On other notes, I think I want to incorporate my LLC so I am going to start researching the ins and outs of starting a business (some people have mentioned incorporating in Delaware and Las Vegas). I bet there is a lot to learn and I will certainly post my findings. I have also got my Kaplan GMAT book (I didn’t borrow it from the library because I wanted to be able to write in it and keep it as long as I want). I read the first chapter and plan to take the diagnostic test this week and develop a study plan. My goal is to have a concrete plan laid out by Friday.
In my search to come up with passive income sources I have come across some skeptics. If you go to the Amazon web page for the The 4-Hour Workweek
there are tons of comments doubting the value of his passive income and outsourcing in the favor of traditional hard work. I also came across an article (from Awake at the Wheel) making the argument that this is not the way a person can really become “rich”. I was actually really impressed with the author’s thoughtful argument. In particular he had some great statistics I wanted to share:
“So, for those of you who aspire to fabulous wealth, here are some eye-opening facts about the richest 1% of people in the U.S….and how they got there. According to a recent SmartMoney report of The Harrison Group’s latest wealth survey:
- The number of pentamillionaires, people worth more than $5 million dollars (excluding home value), in the U.S. has quadrupled in 10 years to 930,000
- Only 10% inherited their wealth
- 70% of big-family fortunes are less than 13 years old…it’s mostly new money created by entrepreneurs.

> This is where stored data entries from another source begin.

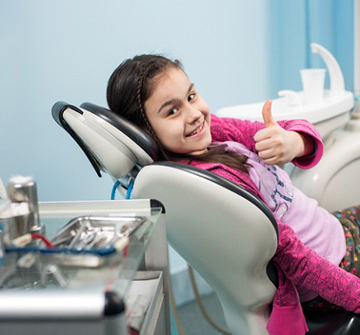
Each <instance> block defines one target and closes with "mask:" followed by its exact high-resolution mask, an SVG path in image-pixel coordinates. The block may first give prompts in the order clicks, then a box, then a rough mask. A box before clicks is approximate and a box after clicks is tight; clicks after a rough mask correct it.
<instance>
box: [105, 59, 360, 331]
mask: <svg viewBox="0 0 360 335" xmlns="http://www.w3.org/2000/svg"><path fill="white" fill-rule="evenodd" d="M107 100H108V104H109V107H110V109H111V110H112V111H113V112H115V113H117V114H119V115H121V116H123V117H125V118H127V119H128V120H129V121H132V122H133V123H135V124H137V125H138V126H140V127H141V128H143V129H145V130H146V131H147V132H148V133H149V134H150V135H151V136H152V137H153V138H154V139H155V141H156V142H157V145H158V147H159V151H160V155H161V157H160V159H161V160H171V161H178V162H184V163H186V164H191V165H193V166H197V167H200V168H203V169H205V170H208V171H212V172H213V173H216V174H218V175H220V176H223V177H225V178H227V179H229V180H231V181H233V182H235V183H237V184H239V185H241V186H243V187H244V188H246V189H247V190H248V191H250V192H252V193H253V194H254V195H255V196H257V197H259V198H260V199H262V200H263V201H264V202H265V203H266V204H267V205H268V207H269V208H270V209H271V210H272V212H273V213H274V215H275V217H276V218H277V221H278V225H279V232H280V238H279V245H278V248H277V251H276V254H275V256H274V262H275V266H276V267H277V269H278V273H279V279H280V280H279V282H280V286H279V289H278V292H277V295H276V297H275V300H274V303H273V310H272V313H271V317H270V320H269V323H268V331H269V332H270V334H275V333H276V334H281V333H284V334H289V333H291V334H304V333H305V332H306V331H307V326H306V323H305V320H304V317H303V315H302V311H301V306H300V302H299V297H298V293H299V294H300V296H301V300H302V301H308V302H307V303H306V304H305V306H306V307H307V308H311V307H314V306H321V307H322V308H325V305H326V304H327V302H326V301H328V302H330V303H331V304H335V305H337V306H341V307H343V308H344V309H346V310H349V311H353V312H355V313H360V279H359V278H358V275H359V269H360V267H359V262H358V261H357V253H358V246H359V229H358V224H357V223H358V222H359V221H358V220H360V214H359V208H357V207H354V208H351V209H348V210H346V211H344V212H337V213H336V214H335V215H336V216H334V215H332V214H330V213H328V212H327V211H326V210H324V209H323V208H321V207H319V206H318V204H317V202H316V201H315V200H314V199H310V198H308V197H306V196H305V195H304V194H303V193H302V192H301V191H299V190H298V189H296V188H295V187H293V186H292V184H291V181H290V178H289V176H288V175H287V174H286V172H285V171H284V170H282V169H280V168H279V167H277V166H276V165H277V164H285V163H287V162H290V161H291V162H293V164H295V165H297V166H299V167H302V168H310V167H312V166H314V165H315V164H316V163H317V162H318V161H319V160H320V158H321V156H322V153H323V144H322V142H321V138H320V135H319V133H318V131H317V130H316V129H315V128H314V127H313V126H312V125H311V124H310V123H308V122H307V121H304V120H294V121H281V122H276V121H275V120H274V119H273V118H272V115H271V102H270V101H268V102H266V103H265V105H264V107H263V111H262V113H263V119H264V123H261V122H250V121H242V120H238V119H229V118H219V117H216V116H215V115H211V114H210V111H209V107H208V105H207V104H206V102H205V101H204V100H203V98H202V97H201V96H200V95H199V94H198V93H197V91H196V89H195V86H194V84H192V83H191V81H190V80H189V78H188V77H187V76H186V74H185V73H184V71H183V70H182V67H181V65H180V63H179V62H178V61H174V62H173V61H170V60H169V59H167V58H164V57H162V56H157V55H142V56H137V57H135V58H133V59H129V60H127V61H125V62H123V63H122V64H121V65H120V66H119V67H118V68H117V69H116V70H115V71H114V73H113V74H112V75H111V77H110V79H109V83H108V88H107ZM344 233H345V235H344ZM339 264H340V267H339ZM349 272H351V273H349ZM295 287H296V289H295ZM314 298H316V299H315V300H314ZM331 304H329V308H334V305H331ZM285 320H286V322H285ZM279 321H280V323H279ZM279 324H282V326H281V329H277V328H278V325H279ZM286 324H287V325H288V326H289V327H290V328H289V329H291V331H290V332H289V329H288V328H287V327H286Z"/></svg>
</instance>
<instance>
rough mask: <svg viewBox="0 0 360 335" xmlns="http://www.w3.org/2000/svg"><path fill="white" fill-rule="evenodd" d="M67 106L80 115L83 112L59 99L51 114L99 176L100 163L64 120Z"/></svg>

- 80% started their own businesses or worked for a small-business that exploded.
- Most did not accumulate the bulk of their fortunes over time, but rather in a fairly short burst after years of hard work.
- Most of this new money is generated by risk-takers for whom “wealth is a byproduct of pursuing their passion.”

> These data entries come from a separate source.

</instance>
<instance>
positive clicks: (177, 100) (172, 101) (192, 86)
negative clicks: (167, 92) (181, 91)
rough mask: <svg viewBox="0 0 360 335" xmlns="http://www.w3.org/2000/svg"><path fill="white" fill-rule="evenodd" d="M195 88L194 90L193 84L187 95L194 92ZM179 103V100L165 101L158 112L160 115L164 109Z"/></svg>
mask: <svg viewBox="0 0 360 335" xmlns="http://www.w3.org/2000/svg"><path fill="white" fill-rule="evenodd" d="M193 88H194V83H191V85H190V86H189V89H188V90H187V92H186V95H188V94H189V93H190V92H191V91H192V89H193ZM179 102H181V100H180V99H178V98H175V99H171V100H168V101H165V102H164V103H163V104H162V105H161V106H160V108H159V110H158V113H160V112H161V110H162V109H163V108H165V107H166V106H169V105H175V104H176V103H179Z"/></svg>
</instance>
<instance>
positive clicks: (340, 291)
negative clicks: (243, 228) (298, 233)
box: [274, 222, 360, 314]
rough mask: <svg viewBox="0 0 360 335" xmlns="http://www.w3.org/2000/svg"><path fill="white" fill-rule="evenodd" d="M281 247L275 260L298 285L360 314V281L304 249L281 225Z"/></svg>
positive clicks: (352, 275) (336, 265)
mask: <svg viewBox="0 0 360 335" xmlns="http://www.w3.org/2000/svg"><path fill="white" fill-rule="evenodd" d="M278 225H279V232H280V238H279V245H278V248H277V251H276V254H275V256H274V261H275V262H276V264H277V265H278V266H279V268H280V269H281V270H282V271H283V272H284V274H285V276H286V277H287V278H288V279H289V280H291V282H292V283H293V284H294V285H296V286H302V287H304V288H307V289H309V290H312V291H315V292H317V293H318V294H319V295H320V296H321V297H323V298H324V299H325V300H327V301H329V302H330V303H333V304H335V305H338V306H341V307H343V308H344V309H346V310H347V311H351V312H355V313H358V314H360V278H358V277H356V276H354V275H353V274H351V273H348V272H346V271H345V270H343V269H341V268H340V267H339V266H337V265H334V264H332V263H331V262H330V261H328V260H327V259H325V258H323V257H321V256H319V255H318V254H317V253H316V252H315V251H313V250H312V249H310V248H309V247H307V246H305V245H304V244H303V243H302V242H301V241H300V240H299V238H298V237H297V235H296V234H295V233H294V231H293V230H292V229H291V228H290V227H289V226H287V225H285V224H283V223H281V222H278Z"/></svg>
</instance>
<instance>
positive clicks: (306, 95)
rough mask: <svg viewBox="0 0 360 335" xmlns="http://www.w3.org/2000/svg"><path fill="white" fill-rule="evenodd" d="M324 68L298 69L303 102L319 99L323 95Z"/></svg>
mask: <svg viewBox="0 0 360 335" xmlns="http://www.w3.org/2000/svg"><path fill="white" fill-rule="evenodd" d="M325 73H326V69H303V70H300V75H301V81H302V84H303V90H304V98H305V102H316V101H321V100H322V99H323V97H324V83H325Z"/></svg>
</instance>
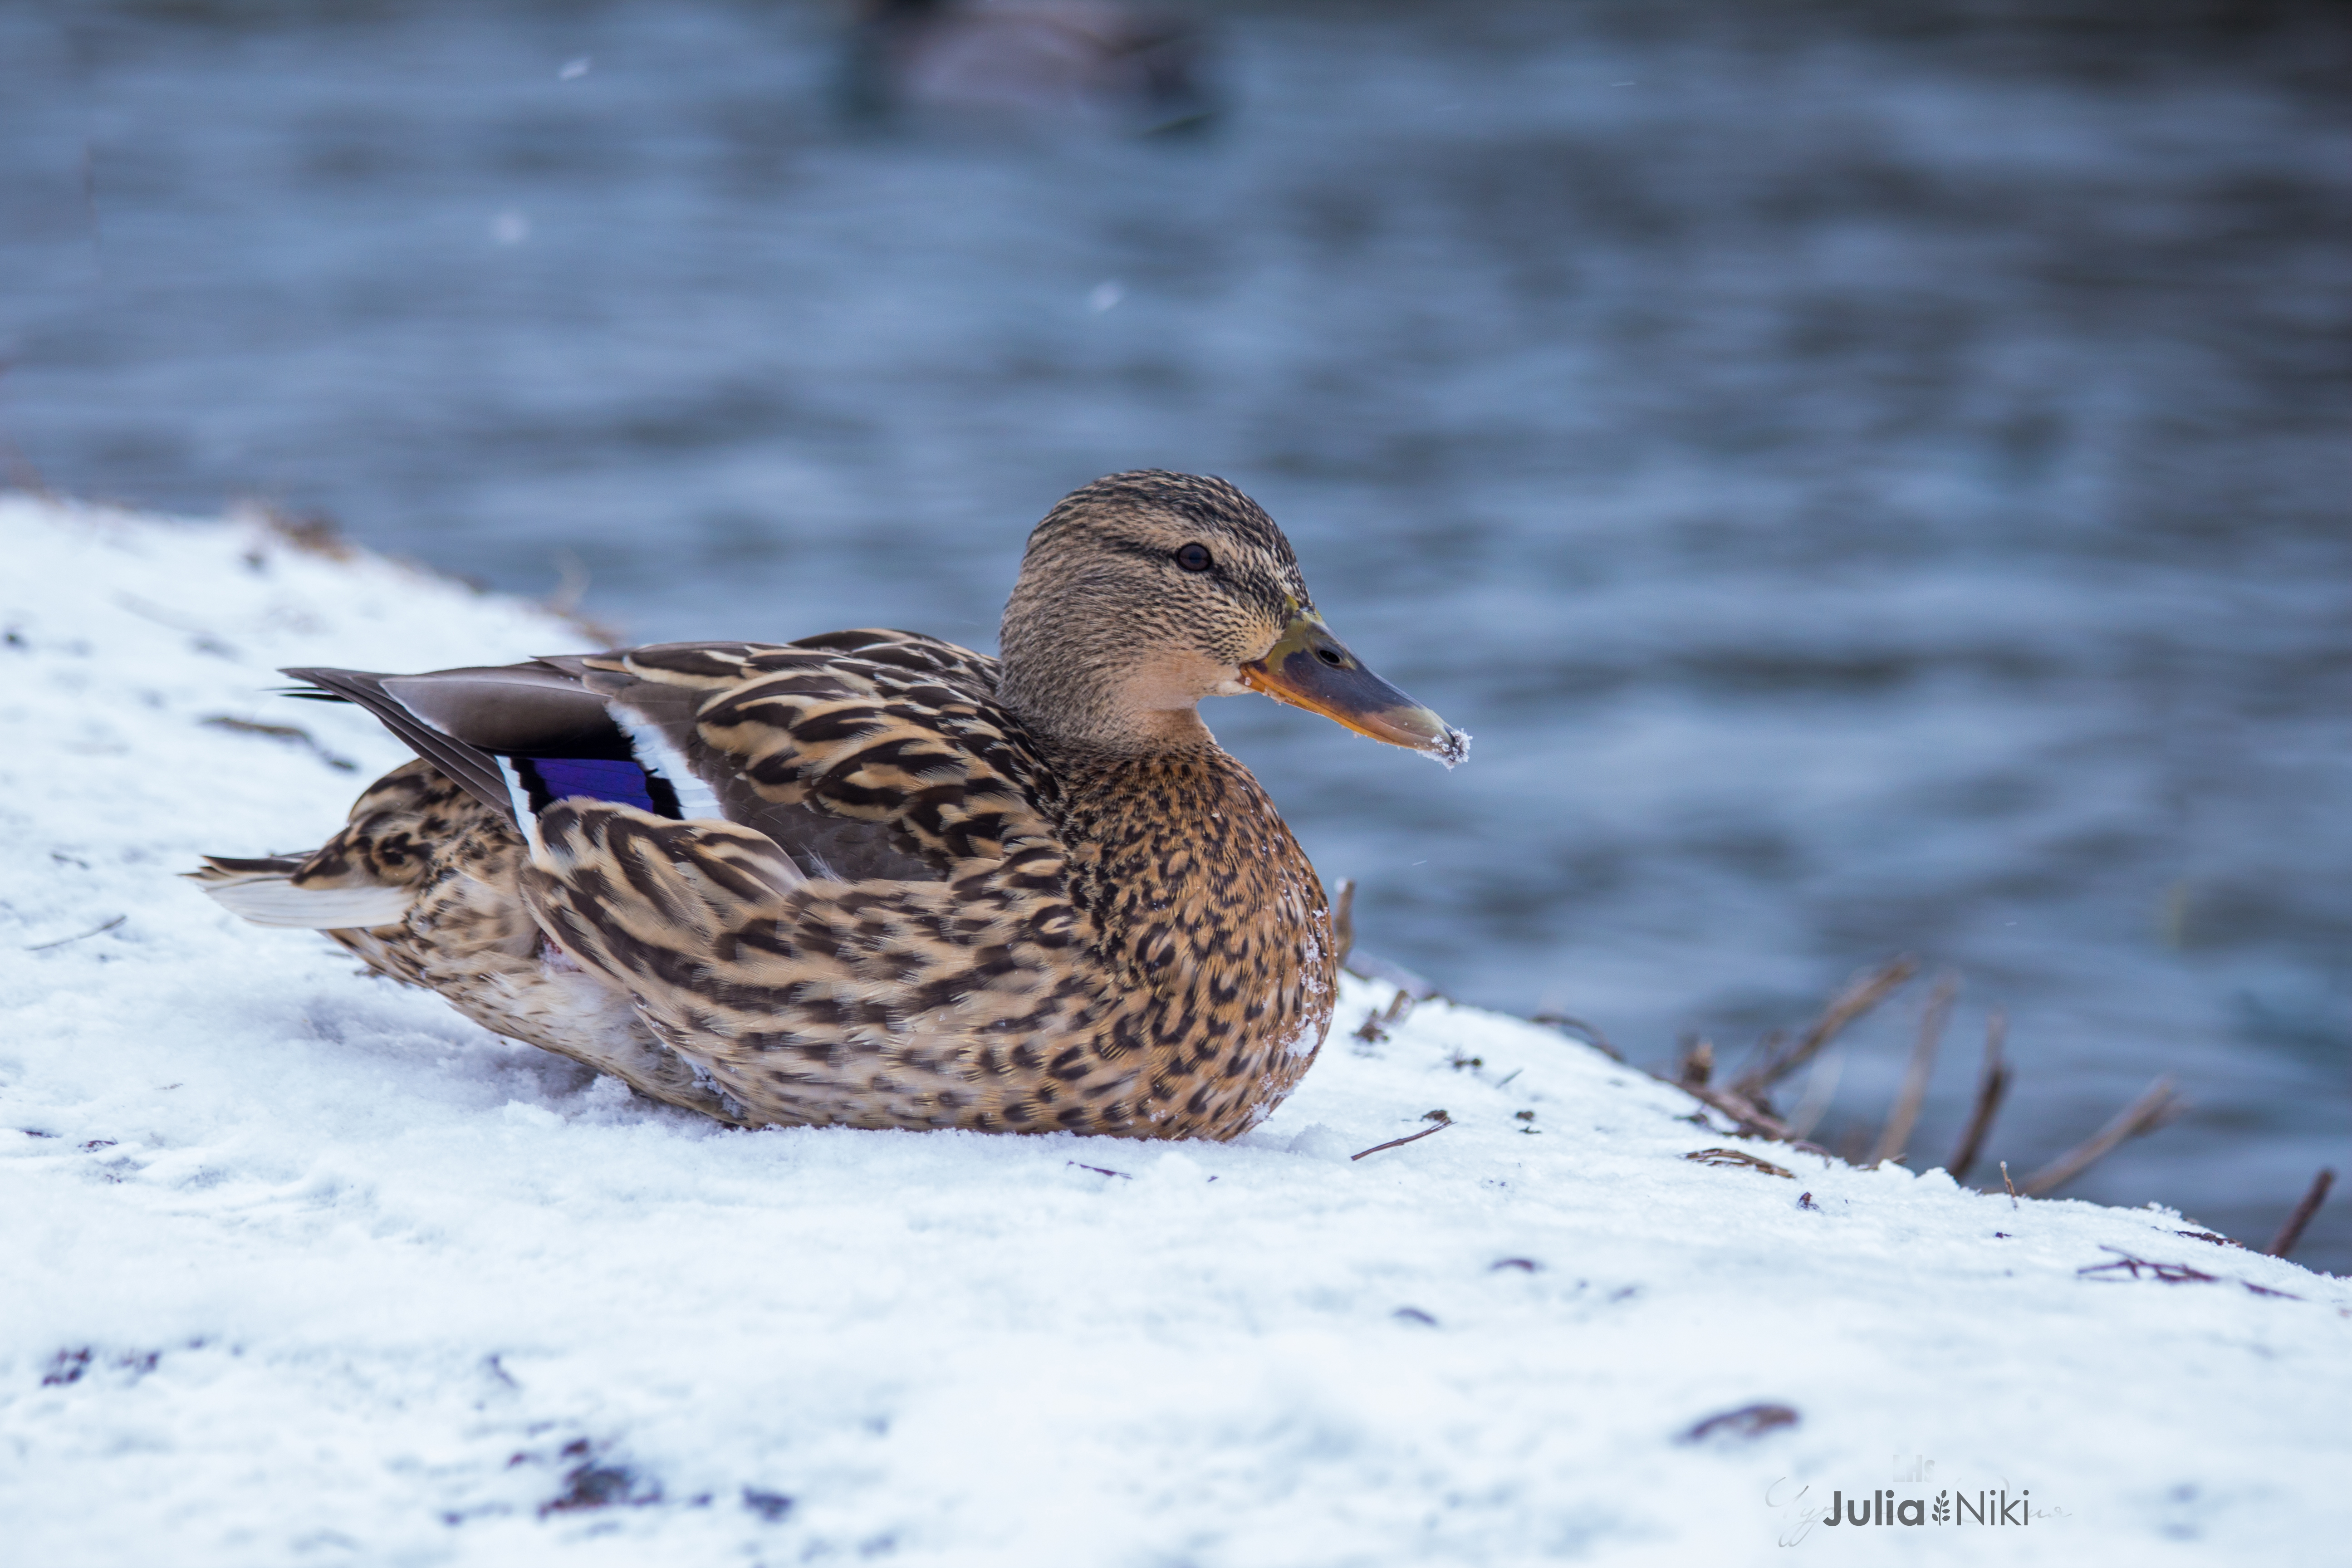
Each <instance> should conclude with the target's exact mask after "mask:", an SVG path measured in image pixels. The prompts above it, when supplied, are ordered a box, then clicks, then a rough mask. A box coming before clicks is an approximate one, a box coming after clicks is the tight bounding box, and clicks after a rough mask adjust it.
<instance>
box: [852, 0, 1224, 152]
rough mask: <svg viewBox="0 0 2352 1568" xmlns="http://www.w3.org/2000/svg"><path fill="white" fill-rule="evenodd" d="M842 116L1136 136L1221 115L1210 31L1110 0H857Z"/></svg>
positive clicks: (1183, 128)
mask: <svg viewBox="0 0 2352 1568" xmlns="http://www.w3.org/2000/svg"><path fill="white" fill-rule="evenodd" d="M840 99H842V110H844V113H847V115H849V118H851V120H863V122H882V120H903V118H922V115H948V118H1011V120H1063V122H1094V125H1103V127H1112V129H1122V132H1136V134H1167V132H1178V129H1195V127H1202V125H1207V122H1209V120H1211V118H1214V115H1216V108H1218V103H1216V92H1214V89H1211V82H1209V61H1207V40H1204V35H1202V28H1200V26H1197V24H1192V21H1188V19H1183V16H1174V14H1169V12H1155V9H1138V7H1124V5H1108V2H1103V0H858V19H856V24H854V26H851V31H849V38H847V47H844V61H842V85H840Z"/></svg>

- For most, money was not much of a motivator. Solving a problem or improving on something that existed was.
- Only 10% of their wealth was attributed to passive investments.”

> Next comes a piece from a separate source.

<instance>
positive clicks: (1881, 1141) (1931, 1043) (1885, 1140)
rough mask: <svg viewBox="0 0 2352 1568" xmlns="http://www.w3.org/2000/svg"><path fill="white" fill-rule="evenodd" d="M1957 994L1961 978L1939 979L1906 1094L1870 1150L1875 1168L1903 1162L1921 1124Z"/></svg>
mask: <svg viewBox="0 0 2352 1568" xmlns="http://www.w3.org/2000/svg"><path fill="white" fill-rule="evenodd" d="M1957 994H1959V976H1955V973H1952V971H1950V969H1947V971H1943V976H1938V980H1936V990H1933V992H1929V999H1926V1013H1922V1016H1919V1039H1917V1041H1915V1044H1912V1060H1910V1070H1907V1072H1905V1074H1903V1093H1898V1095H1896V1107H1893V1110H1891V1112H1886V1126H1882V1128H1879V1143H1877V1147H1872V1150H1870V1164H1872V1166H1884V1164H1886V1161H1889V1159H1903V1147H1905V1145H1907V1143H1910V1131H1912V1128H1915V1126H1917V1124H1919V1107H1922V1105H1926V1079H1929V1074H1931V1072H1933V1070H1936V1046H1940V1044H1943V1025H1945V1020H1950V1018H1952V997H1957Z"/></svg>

This got me thinking, how much is it worth to focus on passive income or would you be better off to just work very hard doing something you love? Passive income seems like a nice idea, and certainly people have had a lot of success, but it is true that even with lots of passive income sources it may never make you rich beyond your wildest dreams (whereas starting your own company certainly can if you dream big enough). To be honest I am not sure which approach is better; and I want to do both
(of course I seem to always want to have my cake and eat it too).
I think the interesting thing is that even though I love money, I love solving problems more. Some people are the innovators (the ones that come up with new ideas), or the creators (the ones that like to build stuff), but I have always been more of a fixer (someone who fixes something broken). I think one of the reasons I find finance so interesting is ultimately to answer questions (although the risk part is a lot like gambling and I kind of like the whole risk-reward cycle).
Here is my plan: I am super committed to my current job at a startup, and I truly believe we will be really successful (and all signs are pointing to yes)–plus I am so proud of what we have built and accomplished I can’t imagine not seeing it through until the end. Even though I have very little spare time (I do work at a startup so I primarily live and breathe my job) I am going to work on thinking through some passive income sources (obviously the interest on my current savings, but also my new little iPhone application), and I am going to devote energy to my plan to start my own company (starting with my GMAT).
This is definitely some food for thought.